I'm not talking about Velveteen-Rabbit-style real, a status which most schoolchildren know is conferred when someone loves one enough. I'm talking about becoming real within fandom, especially fandom on the 'net.

In Rachael Sabotini's "The Fannish Potlatch: Creation of Status Within the Fan Community," she talks about how fen acquire fannish status.

According to her theory, as I understand it, we accrue status through giving "gifts" to our fandoms. In the year that I've been in fandom, I've written a dozen or so stories, joined some mailing lists, hung out on IRC; presumably my fannish status, such as it is, grows or shrinks depending on what I post and how I comport myself. Online, in my case, since my fannish interactions are strictly virtual.

But how do I prove to other fen that I'm real, if I only interact with fandom virtually? How does anyone?

It's ridiculously easy to get an email account through a service like Hotmail, so an email address doesn't necessarily prove identity. Some of us write our fanfiction under pseudonyms (as I do), so names don't necessarily help prove who we are, unless you happen to know the RL person for whom the pseud stands.

And it's no secret that, now and then, fake people pop up on mailing lists. Sometimes trolls breeze through, post incendiary things and vanish; for all the reality they take on, they might as well be ghosts. Sometimes "sock puppets" -- fake people who exist only as alter egos for other fen --emerge. So it's clear that you can't judge a fan's "reality" by her email address, maybe not even by her presence on a list.

So how do we become "real" for each other?

This is a subject of some interest to me because, at this point, I can count the number of fen I've physically met on the fingers of one hand.

I live in a rural area; there are no cons within a long day¹s drive of here, and my job makes it impossible for me to take time off to travel. It may be years before I make it to my first media convention; most of you may never meet me in person.

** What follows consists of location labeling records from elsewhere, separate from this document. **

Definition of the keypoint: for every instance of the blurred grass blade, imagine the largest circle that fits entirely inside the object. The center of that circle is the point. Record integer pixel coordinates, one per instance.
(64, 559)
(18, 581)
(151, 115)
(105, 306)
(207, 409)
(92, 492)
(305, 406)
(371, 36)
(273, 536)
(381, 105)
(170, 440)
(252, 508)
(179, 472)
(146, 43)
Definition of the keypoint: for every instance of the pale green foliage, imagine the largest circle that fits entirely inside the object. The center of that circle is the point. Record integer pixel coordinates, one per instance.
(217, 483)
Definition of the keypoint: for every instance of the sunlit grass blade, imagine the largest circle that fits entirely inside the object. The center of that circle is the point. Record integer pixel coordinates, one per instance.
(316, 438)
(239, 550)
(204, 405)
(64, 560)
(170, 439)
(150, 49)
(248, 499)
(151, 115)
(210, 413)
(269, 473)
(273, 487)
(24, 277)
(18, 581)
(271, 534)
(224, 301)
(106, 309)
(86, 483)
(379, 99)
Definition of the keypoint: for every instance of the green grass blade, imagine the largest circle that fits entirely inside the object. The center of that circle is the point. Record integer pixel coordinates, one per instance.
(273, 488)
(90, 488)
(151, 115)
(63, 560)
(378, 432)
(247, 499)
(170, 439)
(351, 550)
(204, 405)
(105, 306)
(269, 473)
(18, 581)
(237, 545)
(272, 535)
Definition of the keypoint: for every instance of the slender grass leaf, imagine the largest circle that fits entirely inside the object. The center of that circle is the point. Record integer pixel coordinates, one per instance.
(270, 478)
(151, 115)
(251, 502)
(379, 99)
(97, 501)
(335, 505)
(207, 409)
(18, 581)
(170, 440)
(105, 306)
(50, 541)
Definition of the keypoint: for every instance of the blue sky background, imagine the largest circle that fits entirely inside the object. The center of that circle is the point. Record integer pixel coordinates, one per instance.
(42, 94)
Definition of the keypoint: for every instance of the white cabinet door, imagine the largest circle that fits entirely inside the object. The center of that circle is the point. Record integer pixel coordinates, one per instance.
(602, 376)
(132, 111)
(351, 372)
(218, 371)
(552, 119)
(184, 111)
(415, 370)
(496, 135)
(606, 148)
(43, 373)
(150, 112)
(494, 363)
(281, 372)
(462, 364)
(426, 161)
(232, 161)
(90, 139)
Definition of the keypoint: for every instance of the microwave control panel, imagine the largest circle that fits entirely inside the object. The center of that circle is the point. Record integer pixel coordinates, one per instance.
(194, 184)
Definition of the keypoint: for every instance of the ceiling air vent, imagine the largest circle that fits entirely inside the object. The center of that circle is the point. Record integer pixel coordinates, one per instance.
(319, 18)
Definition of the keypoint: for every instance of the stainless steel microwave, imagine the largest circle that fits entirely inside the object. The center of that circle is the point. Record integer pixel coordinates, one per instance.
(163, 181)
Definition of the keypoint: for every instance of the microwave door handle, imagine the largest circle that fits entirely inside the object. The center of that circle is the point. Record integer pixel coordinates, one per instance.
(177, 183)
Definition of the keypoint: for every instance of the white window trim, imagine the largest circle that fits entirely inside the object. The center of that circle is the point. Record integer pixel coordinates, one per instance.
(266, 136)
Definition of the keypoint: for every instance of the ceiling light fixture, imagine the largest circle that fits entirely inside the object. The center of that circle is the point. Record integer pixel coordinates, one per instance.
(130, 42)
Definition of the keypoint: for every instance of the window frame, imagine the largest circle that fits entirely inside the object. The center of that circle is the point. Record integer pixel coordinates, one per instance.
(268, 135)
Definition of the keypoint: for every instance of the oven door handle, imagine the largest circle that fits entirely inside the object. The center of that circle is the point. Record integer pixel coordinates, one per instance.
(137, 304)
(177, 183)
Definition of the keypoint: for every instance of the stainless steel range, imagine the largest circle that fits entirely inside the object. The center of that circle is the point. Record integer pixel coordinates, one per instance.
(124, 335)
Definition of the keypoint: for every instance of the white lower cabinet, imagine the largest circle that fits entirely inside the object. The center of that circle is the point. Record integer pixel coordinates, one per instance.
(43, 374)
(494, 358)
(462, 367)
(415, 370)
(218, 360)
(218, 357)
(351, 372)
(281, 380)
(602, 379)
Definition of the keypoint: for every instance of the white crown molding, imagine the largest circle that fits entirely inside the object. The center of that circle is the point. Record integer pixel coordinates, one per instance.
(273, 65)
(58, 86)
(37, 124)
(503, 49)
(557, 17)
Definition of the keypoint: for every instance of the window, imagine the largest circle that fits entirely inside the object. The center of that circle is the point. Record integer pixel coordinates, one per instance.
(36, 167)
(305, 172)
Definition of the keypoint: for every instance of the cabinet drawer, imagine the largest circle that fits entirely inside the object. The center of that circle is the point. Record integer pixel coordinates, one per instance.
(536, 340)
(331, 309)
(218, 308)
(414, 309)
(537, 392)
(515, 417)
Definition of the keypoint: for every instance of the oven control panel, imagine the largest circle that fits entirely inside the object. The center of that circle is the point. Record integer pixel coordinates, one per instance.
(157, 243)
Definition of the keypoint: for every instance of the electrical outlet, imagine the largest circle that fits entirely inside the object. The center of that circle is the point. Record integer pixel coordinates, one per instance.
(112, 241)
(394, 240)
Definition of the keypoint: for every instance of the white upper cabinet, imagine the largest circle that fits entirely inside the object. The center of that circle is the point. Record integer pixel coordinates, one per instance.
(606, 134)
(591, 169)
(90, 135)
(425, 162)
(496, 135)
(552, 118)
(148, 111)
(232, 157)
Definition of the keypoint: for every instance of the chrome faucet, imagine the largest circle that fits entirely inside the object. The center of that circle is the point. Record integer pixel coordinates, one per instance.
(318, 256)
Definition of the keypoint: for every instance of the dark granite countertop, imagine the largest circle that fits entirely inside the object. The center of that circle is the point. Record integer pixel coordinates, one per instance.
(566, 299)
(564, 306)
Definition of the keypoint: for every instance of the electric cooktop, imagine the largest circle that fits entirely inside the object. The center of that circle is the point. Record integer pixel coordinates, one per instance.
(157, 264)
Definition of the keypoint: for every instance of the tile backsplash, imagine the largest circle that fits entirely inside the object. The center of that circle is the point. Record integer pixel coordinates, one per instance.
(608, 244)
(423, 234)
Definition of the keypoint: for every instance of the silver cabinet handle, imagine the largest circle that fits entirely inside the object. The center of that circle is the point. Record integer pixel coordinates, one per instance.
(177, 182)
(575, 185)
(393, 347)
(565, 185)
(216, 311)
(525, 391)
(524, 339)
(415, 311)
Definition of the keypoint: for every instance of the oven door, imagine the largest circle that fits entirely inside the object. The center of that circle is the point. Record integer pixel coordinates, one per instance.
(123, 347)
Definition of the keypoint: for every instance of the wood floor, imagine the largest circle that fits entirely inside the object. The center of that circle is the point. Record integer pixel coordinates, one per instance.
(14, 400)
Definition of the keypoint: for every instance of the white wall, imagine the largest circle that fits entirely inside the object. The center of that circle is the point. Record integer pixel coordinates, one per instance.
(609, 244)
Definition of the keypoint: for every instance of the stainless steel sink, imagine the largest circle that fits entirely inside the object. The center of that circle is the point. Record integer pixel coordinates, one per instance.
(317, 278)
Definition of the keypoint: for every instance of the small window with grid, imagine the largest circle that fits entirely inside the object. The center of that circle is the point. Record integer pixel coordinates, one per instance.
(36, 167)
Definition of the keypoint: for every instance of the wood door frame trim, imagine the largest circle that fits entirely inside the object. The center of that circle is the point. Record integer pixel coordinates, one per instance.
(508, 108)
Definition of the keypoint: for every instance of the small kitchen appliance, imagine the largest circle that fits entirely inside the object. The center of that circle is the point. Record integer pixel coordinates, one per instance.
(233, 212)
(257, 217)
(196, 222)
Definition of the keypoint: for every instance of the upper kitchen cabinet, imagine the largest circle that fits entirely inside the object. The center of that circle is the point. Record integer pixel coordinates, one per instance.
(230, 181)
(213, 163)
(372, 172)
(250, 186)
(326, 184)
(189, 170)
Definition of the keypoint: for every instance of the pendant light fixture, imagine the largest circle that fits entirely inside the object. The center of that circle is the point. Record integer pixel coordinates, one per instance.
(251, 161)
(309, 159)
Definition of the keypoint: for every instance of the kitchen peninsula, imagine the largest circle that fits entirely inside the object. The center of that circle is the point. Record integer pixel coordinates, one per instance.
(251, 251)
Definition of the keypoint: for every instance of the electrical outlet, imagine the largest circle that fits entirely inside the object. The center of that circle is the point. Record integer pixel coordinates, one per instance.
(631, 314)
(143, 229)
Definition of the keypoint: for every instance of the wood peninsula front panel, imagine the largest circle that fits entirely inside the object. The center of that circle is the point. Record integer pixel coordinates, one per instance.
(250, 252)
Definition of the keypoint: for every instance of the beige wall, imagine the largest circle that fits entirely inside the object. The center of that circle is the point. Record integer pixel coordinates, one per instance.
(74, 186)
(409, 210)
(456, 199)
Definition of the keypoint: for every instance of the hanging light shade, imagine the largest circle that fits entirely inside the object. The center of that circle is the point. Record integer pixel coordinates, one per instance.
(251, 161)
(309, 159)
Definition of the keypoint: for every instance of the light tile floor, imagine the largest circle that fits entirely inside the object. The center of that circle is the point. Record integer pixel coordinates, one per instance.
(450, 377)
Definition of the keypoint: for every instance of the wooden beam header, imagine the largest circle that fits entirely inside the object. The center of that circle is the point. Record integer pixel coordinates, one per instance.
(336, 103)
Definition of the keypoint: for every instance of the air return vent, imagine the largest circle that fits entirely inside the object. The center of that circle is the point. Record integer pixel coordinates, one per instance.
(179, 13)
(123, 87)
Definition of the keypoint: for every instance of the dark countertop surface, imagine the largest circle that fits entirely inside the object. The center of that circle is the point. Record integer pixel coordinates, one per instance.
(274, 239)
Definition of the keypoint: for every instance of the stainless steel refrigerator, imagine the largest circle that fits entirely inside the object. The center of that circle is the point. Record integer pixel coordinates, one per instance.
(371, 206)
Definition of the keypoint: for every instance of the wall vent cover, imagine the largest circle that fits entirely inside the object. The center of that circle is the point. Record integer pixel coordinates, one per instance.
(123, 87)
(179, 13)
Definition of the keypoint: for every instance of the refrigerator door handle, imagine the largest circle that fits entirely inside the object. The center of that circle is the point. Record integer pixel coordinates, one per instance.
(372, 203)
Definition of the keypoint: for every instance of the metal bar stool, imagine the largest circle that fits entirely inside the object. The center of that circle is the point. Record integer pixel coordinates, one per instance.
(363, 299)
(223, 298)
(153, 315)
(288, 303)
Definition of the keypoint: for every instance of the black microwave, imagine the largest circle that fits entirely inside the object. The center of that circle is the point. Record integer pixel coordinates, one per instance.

Thanks to the 'net, people who are geographically dispersed can spend time together, can coalesce into the peculiar community that is any given fandom.  We post stories electronically, email back and forth on mailing lists, talk to each other through our typing. Our scattered-ness is part of the fun, for me; in TS fandom alone I've gotten the chance to interact with fen from Europe, the Americas, even South Africa.

But until we meet in RL -- or if we never meet in RL -- we have to take each others' identities on faith.

I'm lucky; I have a fannish mentor, a friend who brought me into fandom, who has taken me under her wing. She can vouch for me as a real, live person; other fen know her, so when she says I'm real, her word carries weight.

But not every new fan has a fannish mentor. What about the so-called "feral" fan, the fan who comes into fandom on her own, without knowing anyone already here? If there is no one to vouch for her, how can she prove herself but through her stories and her online participation? And if we don't trust what we can't physically see, how can she prove herself at all?